Sejalan dengan itu, Imam Cahyono, salah satu Dosen UIN Jakarta, dalam sebuah tulisannya menyebutkan bahwa dalam hal ini (pengentasan kemiskinan) solidaritas menjadi penting ditingkatkan. Solidaritas diperlukan bukan hanya dari negara maju kepada negara berkembang, akan tetap juga diperlukan di antara masyarakat itu sendiri. Solidaritas antarsesama masyarakat sangat penting sebagai semangat bersama untuk melawan dan memerangi kemiskinan.
Persepsi penulis, setidaknya dalam hal ini ada tiga elemen yang sangat fundamintal. Pertama, kaum agamawan. Dalam tradisi Jawa, agamawan, atau sebut saja kiai, seringkali menjadi rujukan masyarakat dalam berbagai hal, terutama keagamaan. Kondisi seperti itu dapat dijadikan peluang bagi mereka untuk membangun kesadaran bahwa agama bukan hanya memerioritaskan aspek rohani (ukhrawi) tapi juga aspek jasmani atau dahir (dunyawi), walatansa nashibaka min al dunya. Terlepas bagaimana mereka menjalankannya, namun yang terpenting adalah masyarakat miskin—terutama kemiskinan kultural—dapat sadar dan bersemangat untuk terus berubah menuju ranah yang lebih baik secara ekonomi.
Kedua, kaum akademisi. Setiap tahun negara Indonesia setidaknya mengeluarkan ribuan atau bahkan jutaan sarjana yang lebih dikenal dengan kaum intelek. Pada prinsipnya, mereka memiliki tanggung jawab sebagai agent of knowledge, agent of social control, dan agent of change. Ketiga agent tersebut dapat dijadikan pijakan dan spirit bagi mereka untuk melawan kemiskinan. Penafsiran ulang (redefinition) secara kritis terhadap fenomena kemiskinan yang kemudian diikuti dengan tindakan-tindakan solutif dan langkah konstruktif dapat dijadikan bentuk konkret kepedulian mereka terhadap masyarakat sekitarnya.
Ketiga, pemerintah. Di negara ini, pemerintah memegang peran signifikan dalam perbaikan kehidupan berbangsa dan bernegara. Kalau di dunia transportasi, pemerintah tak ubahnya sopir, keselamatan para penumpangnya sangat bergantung pada kecakapan dan kecerdikannya.
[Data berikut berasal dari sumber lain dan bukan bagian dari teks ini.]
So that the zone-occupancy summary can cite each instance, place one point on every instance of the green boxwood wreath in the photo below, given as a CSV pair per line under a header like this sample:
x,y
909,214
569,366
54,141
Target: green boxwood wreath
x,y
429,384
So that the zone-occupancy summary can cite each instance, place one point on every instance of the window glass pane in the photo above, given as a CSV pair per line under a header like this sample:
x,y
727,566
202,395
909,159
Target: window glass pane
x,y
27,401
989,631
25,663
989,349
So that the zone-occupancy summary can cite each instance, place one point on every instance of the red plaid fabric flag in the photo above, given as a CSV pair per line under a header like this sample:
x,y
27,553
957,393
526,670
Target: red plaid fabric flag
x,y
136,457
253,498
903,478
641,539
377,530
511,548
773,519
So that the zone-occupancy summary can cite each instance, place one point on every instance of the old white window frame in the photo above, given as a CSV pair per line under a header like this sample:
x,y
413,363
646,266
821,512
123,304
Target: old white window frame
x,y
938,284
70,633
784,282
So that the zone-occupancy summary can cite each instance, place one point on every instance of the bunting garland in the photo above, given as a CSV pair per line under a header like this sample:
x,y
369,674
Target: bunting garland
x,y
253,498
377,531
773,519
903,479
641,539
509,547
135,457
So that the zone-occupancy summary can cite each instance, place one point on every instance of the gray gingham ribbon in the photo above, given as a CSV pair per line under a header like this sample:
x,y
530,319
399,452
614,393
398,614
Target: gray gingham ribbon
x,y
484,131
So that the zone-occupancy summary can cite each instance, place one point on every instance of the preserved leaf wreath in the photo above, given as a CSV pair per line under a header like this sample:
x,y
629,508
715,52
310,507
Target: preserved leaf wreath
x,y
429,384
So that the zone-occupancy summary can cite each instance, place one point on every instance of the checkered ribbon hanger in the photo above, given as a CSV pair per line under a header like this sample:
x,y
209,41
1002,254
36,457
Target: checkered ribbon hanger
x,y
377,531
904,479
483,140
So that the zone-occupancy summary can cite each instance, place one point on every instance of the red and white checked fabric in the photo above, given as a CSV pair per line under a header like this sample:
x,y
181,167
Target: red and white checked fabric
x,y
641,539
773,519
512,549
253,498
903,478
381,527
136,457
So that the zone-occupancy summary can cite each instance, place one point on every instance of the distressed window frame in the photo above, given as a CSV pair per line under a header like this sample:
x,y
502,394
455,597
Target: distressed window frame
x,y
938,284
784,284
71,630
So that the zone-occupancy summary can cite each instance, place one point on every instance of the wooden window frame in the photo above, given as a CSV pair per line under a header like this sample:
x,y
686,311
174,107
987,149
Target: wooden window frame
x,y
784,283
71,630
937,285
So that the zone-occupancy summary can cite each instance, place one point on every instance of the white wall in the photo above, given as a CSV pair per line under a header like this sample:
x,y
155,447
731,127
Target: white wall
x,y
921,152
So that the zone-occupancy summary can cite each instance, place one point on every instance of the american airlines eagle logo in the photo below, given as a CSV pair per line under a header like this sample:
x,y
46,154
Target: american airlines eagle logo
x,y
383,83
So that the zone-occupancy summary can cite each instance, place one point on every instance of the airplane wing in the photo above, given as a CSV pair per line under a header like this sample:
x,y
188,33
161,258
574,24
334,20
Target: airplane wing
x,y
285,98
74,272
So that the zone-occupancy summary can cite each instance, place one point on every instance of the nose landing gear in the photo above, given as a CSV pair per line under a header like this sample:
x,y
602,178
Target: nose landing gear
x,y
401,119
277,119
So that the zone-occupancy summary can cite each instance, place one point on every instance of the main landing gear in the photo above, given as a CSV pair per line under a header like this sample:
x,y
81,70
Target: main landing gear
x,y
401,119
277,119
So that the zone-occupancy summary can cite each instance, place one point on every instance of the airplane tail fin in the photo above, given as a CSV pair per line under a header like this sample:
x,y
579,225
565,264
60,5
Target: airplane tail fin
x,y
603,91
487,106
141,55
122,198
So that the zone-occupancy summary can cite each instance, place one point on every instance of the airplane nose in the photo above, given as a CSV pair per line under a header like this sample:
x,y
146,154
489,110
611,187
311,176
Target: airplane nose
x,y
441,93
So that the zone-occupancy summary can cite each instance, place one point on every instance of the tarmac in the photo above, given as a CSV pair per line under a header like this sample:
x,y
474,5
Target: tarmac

Seorang sopir dikatakan berhasil ketika dia mampu mengantarkan penumpangnya sesuai dengan tujuan masing-masing tanpa ada yang merasa rugi atau dirugikan.
Terkait dengan fenomena kemiskinan yang terjadi, pemerintah dituntut untuk selalu aktif-progresif dalam menjalankan visi-misinya yakni menciptakan keadilan sosial bagi seluruh rakyat Indonesia sebagaimana tertuang dalam pancasila sebagai falsafah negara Indonesia .
Hal prinsipil yang sangat membantu tercapainya visi-misi tersebut adalah kecakapan dan kelihaian pemerintah dalam membuat kebijakan dan mengatur sistem yang terkait dengan peningkatan bangsa dan negara. Bagaimana kebijakan tidak hanya bisa diambil “untung” oleh suatu pihak, sistem yang digunakanpun harus dengan pertimbangan-pertimbangan rasional sehingga tidak ada ketimpangan dalam prakteknya. Di samping itu, mereka juga harus memberikan suri tauladan dalam tindakan kesehariannya. Karena selama ini, pemerintah di mata masyarakat tak ubahnya manusia-manusia “beruang” yang selalu sikat sana sikat sini. Hal itu berdasaar pada bukti budaya korupsi yang sering kali dilakukan oleh mereka yang memiliki jabatan dalam sebuah lembaga.
Demikian beberapa hal yang menurut penulis sangat urgen sekali untuk dijadikan pertimbangan terkait dengan usaha pengentasan kemiskinan yang kian meningkat di negara ini. Walau sering kali tulisan semacam ini muncul memenuhi media, tapi dalam tataran aplikasi belum sepenuhnya terwujud. Terakhir yang perlu dicatat adalah bahwa semua usaha tidak akan berarti tanpa ada dukungan penuh dari masyarakat, artinya sudah saatnya kita menjadikan masalah kemiskinan sebagai tanggung jawab kolektif yang harus kita perhatikan bersama.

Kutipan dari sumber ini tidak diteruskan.